TRAMA
Sulla via della vendetta a Lordsburg Ringo, abbandonato dal cavallo, in fuga dalla prigione, viene caricato dalla diligenza che ha appena fatto il pieno di passeggeri a Tonto. Geronimo è sul sentiero di guerra. I compagni di viaggio sono ben assortiti.
RECENSIONI
Il 1939 è stata una grande annata, così senza prendersi la briga di scorrere fino in fondo la pagina dell' imdbvengono alla mente Il Mago di Oz, Via col Vento, La regola del gioco e, ovviamente, una triade di lavori di John Ford: Stagecoach, Young Mr. Lincoln, Drums along the Mohawk.

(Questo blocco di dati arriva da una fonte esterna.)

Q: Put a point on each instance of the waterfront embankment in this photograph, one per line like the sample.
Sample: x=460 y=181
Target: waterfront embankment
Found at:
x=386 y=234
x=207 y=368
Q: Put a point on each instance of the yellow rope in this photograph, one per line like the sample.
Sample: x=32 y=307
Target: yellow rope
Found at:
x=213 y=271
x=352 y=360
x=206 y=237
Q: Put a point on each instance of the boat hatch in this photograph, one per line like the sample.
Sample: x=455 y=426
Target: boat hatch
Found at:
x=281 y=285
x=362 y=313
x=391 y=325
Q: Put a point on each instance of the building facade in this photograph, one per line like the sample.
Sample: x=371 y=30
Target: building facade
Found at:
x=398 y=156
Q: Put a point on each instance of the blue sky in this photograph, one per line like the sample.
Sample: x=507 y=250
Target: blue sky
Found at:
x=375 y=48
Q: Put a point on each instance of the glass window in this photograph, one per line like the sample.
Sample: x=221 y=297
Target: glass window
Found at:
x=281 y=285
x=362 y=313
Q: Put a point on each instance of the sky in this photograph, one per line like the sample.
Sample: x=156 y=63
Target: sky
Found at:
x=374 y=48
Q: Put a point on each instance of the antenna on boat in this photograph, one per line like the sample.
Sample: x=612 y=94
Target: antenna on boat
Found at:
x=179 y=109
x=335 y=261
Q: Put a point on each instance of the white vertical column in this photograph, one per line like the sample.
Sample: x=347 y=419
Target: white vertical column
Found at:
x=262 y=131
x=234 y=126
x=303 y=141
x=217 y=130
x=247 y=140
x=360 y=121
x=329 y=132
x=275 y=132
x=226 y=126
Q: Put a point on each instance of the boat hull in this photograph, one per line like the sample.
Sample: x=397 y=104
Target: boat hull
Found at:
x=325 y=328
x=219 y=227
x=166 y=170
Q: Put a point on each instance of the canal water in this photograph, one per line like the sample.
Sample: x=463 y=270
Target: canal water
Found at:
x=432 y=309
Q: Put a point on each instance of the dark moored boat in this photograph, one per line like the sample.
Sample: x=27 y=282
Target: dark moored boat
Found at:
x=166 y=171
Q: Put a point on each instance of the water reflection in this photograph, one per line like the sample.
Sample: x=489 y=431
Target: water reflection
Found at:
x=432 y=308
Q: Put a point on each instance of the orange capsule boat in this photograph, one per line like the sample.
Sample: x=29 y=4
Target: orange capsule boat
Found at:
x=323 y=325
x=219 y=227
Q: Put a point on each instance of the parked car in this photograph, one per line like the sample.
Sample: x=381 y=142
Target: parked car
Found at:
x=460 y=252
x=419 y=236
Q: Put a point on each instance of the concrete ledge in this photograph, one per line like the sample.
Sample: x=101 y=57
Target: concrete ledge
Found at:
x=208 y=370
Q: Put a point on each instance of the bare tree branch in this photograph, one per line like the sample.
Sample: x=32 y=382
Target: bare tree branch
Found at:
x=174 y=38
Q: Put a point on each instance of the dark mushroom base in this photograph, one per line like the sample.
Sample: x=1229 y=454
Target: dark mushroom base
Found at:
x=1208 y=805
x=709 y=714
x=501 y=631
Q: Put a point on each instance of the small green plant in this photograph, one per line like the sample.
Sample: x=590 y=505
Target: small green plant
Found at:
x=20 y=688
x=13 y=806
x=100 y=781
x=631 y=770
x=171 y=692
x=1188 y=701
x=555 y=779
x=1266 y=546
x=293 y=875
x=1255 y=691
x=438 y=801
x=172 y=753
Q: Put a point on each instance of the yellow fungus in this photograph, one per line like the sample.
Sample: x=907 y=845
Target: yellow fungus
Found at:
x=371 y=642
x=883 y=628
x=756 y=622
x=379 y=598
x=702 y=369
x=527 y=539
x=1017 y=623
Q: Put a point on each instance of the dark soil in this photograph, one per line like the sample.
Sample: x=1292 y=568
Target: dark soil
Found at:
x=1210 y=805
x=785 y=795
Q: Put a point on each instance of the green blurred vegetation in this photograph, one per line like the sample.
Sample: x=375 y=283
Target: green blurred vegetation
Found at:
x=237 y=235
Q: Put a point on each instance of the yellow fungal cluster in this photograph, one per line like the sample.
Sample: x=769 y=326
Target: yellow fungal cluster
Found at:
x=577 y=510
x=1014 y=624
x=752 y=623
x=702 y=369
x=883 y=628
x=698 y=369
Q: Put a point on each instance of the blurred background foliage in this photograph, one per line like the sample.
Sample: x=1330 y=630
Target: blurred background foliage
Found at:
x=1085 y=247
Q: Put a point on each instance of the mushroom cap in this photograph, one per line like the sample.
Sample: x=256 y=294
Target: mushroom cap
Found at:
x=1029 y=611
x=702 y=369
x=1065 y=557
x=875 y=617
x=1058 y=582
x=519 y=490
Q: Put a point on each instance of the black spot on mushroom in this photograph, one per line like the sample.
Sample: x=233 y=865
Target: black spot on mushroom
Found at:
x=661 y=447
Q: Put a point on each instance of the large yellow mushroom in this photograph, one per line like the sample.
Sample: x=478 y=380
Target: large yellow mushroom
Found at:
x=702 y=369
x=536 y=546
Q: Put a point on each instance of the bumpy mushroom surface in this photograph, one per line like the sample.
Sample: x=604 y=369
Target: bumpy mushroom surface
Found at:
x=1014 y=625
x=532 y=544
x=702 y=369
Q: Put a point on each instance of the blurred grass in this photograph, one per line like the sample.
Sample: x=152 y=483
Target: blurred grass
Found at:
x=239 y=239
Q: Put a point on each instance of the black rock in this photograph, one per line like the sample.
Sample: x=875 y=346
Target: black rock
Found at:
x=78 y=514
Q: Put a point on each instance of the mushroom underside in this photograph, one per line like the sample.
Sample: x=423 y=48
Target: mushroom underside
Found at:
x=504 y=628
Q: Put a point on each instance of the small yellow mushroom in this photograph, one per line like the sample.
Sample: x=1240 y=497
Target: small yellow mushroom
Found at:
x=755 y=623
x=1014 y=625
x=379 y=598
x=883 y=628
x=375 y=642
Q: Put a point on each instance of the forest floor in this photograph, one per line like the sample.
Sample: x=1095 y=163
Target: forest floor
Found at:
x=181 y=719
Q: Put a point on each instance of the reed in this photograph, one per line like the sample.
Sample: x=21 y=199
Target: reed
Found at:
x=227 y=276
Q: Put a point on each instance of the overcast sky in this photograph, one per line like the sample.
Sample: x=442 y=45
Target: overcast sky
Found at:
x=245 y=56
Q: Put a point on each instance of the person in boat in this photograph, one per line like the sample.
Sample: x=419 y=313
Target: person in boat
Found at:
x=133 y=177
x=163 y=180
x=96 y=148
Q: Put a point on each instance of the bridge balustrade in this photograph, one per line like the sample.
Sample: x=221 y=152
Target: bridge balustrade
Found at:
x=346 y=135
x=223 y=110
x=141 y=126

Ombre Rosse è il definitivo trampolino per il lancio di Ford che torna al western dopo tredici anni e trova in John Wayne l'interprete perfetto di questo e molti dei film futuri. Storia ben nota, come sono impresse nella mente di tutti alcune sequenze o frammenti, la presentazione di Ringo Kid con il carrello ottico che va anche fuori fuoco, il pranzo con le divisioni dei passeggeri tra i benpensanti ed i reietti, l'attacco degli indiani e l'arrivo dei cavalleggeri. Quello che preme ribadire è anche, e soprattutto, la necessità di reinserire Stagecoach nel complesso dell'opera fordiana e puntare a due aspetti, non centrali ma potenzialmente fruttuosi.
Da un lato l'uso per la prima volta degli spazi naturali della surreale della Monument Valley che si intreccia con le dinamiche tra i personaggi e sollecita la penetrazione di senso nello sviluppo narrativo in genere. Non si tratta semplicemente di un compendio naturale -per quanto incredibile- alle umane vicende, è l'elemento di “materialità” a sconcertare, si facci caso ai parallelismi tra le scene in interni e quelle in esterni tutte segnate da un senso del quadro e da un bilanciamento dei chiari e del nero che lascia intendere quanto non “il paesaggio è un personaggio” ma sia il complesso di uomini e luogo a strutturare il senso profondo della narrazione.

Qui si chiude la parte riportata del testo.